Paula Creamer Now #7 in the Rolex Rankings

At the end of last year, Paula Creamer was ranked 6th in the Rolex Rankings, behind Lorena Ochoa, Ji-Yai Shin, Suzann Pettersen, Cristie Kerr, and Ya Ni Tseng. Over the course of the 2010 season, she dipped as low as 13th in the rankings, including last week after she missed the cut at the Farr. Well, her win at the U.S. Women's Open catapulted her to 7th in this week's rankings, behind Cristie Kerr, Ai Miyazato, Suzann Pettersen, Ji-Yai Shin, Ya Ni Tseng, and Na Yeon Choi.

Here's hoping Creamer's rehabbing runs smoothly over the next year, especially in the next few weeks for the LPGA's European swing.

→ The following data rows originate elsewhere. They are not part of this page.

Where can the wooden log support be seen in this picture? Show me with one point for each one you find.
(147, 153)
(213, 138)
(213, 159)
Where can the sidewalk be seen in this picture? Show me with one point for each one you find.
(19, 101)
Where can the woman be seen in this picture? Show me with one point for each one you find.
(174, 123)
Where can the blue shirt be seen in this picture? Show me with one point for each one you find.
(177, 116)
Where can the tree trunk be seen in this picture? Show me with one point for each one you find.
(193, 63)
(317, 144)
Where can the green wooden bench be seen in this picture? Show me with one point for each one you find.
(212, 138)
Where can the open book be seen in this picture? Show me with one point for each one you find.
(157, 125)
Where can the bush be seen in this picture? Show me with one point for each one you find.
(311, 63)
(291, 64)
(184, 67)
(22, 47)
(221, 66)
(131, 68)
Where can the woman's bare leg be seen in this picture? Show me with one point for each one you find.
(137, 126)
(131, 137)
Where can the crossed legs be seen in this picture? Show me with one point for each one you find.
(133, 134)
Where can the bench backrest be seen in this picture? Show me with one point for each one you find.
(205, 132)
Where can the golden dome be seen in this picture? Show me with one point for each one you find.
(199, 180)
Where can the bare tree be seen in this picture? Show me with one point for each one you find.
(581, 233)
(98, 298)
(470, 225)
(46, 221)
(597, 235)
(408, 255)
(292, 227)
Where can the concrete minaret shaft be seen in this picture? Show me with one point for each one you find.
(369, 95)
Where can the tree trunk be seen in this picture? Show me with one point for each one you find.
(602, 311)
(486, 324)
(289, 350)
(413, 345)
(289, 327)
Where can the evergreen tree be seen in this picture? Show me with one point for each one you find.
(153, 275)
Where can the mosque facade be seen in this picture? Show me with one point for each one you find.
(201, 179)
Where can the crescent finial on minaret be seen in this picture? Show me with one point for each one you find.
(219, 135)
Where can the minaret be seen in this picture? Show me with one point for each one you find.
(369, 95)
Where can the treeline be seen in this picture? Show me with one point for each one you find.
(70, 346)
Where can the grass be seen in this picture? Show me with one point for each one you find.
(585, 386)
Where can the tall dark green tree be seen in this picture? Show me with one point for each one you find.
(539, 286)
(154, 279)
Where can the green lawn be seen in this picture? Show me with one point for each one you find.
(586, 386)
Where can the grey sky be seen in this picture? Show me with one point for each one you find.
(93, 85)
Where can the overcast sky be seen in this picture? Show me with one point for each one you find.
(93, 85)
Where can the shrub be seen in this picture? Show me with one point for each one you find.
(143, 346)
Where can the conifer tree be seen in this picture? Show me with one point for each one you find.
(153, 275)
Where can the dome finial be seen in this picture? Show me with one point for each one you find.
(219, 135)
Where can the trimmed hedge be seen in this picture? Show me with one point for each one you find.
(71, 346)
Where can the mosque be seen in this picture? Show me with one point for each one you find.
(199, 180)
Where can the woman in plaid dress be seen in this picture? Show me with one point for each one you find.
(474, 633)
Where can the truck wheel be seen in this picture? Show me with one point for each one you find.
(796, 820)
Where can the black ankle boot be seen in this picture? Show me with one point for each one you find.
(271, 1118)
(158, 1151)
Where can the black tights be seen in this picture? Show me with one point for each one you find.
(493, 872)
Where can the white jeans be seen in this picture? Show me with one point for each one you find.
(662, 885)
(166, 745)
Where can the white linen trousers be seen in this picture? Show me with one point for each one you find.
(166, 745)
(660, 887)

With a week off before the Evian Masters and 2 weeks off after the Women's British Open, plus only 1 tournament in September, the LPGA's diminished schedule may well fit Creamer's recovery schedule to a T. If she can win at Oakmont, I wouldn't put anything past her for the rest of the season: money-list title, Player of the Year, Vare Trophy. Just imagine what a healthier Creamer could do during the season-ending 7-event run in October and November!

Can't wait to see how all the rest of the LPGA's lead pack react to Creamer's resurgence. She took an already exciting season and raised the temperature for the 2nd half of the year!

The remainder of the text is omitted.